The study is the first to clearly show that the movements of bioparticles drive daily fluctuations of rainmaking particles more broadly. “This really has not been included in any [weather] models before,” says atmospheric scientist Athanasios Nenes of EPFL, the Swiss Federal Institute of Technology in Lausanne. “It’s something we need to start thinking about.”

For many raindrops, life begins as an ice grain in a cloud. These grains ultimately melt as they plummet to Earth. But for them to form in the first place, there needs to be something for cloud vapor to freeze around — a nucleus. And bioparticles are “the best ice-nucleating particles that you have in the atmosphere,” Nenes says.
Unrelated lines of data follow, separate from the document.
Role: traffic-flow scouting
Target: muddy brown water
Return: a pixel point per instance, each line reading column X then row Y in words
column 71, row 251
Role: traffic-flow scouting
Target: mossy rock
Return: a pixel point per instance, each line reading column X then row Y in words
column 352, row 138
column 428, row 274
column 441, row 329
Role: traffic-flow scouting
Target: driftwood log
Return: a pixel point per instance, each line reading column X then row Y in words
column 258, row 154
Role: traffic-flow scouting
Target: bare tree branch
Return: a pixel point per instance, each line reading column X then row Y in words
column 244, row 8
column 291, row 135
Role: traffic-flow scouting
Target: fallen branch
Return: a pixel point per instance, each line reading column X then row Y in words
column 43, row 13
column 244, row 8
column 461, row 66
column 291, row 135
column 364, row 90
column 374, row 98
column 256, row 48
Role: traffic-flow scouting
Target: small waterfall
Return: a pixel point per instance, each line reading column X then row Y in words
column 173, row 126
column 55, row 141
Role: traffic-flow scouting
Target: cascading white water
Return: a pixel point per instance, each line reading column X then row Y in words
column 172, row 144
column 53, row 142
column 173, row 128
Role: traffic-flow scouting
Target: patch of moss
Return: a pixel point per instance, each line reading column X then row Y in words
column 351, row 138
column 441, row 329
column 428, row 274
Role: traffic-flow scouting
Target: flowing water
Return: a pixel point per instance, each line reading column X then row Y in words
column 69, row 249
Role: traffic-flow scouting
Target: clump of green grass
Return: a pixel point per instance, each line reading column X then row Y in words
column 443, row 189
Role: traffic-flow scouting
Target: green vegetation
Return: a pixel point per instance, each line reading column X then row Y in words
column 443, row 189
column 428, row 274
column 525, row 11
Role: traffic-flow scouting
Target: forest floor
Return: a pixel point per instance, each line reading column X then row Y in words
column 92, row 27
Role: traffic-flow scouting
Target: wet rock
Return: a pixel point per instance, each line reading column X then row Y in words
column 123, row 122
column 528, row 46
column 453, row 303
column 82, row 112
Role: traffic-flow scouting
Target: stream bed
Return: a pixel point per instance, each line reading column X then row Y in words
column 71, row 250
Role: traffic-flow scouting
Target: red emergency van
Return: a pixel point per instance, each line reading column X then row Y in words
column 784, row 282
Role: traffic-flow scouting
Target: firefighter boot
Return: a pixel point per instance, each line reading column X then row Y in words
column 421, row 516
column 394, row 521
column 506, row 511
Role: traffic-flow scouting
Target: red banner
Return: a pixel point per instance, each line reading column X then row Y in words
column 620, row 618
It’s not entirely clear why bioparticles possess this frigid ability. Regardless, researchers have shown that various bacteria, fungal spores and pollen possess molecules that promote ice growth. “We wanted to see how those things interact with the clouds,” Nenes says.

So, he and colleagues used sensors on Greece’s Mount Helmos to track rainmaking particles in the lower atmosphere during October and November 2021. One instrument measured the fluorescence of proteins and amino acids present in biological material, allowing the team to distinguish bioparticles from the rest of the dust.

Bioparticle levels were low at night but typically climbed 4 to 5 times higher by midday, they found. Moreover, during normal midday weather conditions bioparticles made up most if not all of the rainmaking particles detected, and roughly 10 to 30 percent when winds freighting Saharan dust coursed over the mountain. And when the researchers incorporated their results into a weather simulation, precipitation levels increased up to ten times.

Updating weather models will become more crucial as climate change compels ecosystems to release more bioparticles, Nenes says. “With warming everywhere across the globe,” he says, “this may lead to even more extreme events.”